In this case the employee was a marketing engineer and was travelling a lot. After being dismissed she had claimed for overtime payment, on the grounds that the way her working time was monitored was not compliant with the rules of the labour code and with the principle that the working time organization must guarantee employee’s safety and health. She had kept the evidence of her working time day per day, including the travel time when she was sent outside France.
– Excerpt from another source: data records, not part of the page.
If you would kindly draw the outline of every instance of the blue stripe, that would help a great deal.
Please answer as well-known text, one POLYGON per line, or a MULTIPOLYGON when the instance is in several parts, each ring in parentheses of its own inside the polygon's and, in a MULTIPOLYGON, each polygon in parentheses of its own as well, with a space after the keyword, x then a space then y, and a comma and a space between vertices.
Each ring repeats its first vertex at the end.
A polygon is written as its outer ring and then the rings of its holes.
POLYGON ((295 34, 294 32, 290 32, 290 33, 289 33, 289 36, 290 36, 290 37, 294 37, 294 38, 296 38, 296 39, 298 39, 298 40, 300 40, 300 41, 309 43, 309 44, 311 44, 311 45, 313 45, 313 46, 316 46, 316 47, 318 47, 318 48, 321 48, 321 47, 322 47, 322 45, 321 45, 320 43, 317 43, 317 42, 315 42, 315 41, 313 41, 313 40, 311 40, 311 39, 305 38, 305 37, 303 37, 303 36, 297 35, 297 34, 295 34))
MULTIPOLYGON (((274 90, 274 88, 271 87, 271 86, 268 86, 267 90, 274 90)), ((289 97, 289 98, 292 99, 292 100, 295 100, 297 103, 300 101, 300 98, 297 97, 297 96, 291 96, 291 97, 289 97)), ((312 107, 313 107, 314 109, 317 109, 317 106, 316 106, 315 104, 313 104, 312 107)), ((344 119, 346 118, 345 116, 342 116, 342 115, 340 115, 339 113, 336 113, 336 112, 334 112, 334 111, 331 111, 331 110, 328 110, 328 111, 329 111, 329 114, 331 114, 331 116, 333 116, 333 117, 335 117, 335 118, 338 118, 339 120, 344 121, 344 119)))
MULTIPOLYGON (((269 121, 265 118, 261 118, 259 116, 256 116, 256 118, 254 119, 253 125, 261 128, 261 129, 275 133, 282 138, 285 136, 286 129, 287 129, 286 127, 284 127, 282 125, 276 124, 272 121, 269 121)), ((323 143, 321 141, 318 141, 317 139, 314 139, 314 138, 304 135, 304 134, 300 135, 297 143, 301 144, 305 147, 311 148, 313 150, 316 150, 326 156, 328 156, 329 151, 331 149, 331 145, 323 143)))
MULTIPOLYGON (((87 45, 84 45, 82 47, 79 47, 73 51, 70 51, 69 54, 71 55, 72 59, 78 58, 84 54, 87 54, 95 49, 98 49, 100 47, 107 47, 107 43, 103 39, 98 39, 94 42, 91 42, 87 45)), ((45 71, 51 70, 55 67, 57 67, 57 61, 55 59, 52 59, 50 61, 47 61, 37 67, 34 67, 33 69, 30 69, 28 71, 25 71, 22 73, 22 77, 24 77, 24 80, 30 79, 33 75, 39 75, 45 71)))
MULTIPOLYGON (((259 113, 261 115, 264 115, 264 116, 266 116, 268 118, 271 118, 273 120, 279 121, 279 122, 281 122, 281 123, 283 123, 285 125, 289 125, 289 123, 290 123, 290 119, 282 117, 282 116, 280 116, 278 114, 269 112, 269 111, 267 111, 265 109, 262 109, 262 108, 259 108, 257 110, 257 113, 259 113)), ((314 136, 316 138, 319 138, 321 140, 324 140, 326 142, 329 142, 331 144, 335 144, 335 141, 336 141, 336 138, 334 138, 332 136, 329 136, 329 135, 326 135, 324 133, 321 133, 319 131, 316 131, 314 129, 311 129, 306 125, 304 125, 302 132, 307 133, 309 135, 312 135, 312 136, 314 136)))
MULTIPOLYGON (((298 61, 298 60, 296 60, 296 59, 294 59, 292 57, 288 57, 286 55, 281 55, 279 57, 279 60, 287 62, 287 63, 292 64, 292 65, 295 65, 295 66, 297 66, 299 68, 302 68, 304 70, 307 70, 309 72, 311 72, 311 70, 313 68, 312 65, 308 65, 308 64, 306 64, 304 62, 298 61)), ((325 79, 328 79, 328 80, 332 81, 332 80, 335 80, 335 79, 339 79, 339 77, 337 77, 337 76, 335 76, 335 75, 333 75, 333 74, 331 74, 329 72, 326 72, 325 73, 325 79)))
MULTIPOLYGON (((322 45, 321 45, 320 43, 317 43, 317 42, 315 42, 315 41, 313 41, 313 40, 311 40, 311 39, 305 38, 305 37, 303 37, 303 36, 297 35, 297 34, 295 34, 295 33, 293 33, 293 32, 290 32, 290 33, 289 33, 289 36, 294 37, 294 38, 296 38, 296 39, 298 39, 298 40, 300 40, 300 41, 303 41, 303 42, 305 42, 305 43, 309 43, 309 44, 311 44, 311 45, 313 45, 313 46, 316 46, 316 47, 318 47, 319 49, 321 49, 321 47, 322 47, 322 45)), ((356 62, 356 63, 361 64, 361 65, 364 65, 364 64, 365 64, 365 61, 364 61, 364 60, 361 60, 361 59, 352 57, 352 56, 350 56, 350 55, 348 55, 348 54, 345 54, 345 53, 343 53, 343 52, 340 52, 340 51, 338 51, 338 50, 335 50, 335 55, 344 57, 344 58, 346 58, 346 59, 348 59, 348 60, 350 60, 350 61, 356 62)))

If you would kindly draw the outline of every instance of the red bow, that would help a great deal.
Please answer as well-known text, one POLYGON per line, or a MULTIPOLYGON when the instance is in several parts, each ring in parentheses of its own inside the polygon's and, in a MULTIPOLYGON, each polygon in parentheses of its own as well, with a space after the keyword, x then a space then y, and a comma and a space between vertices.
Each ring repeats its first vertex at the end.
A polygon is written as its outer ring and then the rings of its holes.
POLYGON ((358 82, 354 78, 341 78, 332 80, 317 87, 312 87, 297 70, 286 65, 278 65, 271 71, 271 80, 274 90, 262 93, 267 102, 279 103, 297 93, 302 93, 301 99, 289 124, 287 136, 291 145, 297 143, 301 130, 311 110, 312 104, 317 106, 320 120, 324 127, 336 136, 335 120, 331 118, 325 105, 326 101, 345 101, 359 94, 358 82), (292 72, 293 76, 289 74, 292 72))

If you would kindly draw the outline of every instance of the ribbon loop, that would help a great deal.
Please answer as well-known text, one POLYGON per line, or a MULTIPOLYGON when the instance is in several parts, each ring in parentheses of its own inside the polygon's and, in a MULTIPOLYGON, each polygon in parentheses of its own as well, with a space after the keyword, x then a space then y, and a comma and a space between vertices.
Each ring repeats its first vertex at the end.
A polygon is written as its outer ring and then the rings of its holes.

The court of appeal, considering that the travel time was not rest, had judged that she did not benefit from the 11-hour rest when she was travelling. The court also noted that the employer had not organized one of the annual required meeting (a meeting during which employer and employee must discuss the work load, the organization of the working time, the combination between private and professional life, and the remuneration) and that after one other meeting the employer failed to remedy the excessive workload the employee had complained about.
For these reasons the court of appeal judged that the agreement on forfait jours was null and void, and condemned the employer to pay the hours worked in excess of the 35 hours weekly legal threshold, for a total amount of more than 66,000 €.
Before the Supreme court, the employer argued that the travel time is not working time, as provided by law, and had been compensated as provided by the labour code. Hence the employer argued that it could not be taken into account to check whether the employee had benefited from the 11-hour rest. The Supreme Court rejected this contestation and confirmed the decision of the court of appeal.
Employers must make sure that the travels of their executives are organized properly and that the employee actually benefits from 11 hours rest on destination. Otherwise this may entail nullification of the agreement on forfait jours.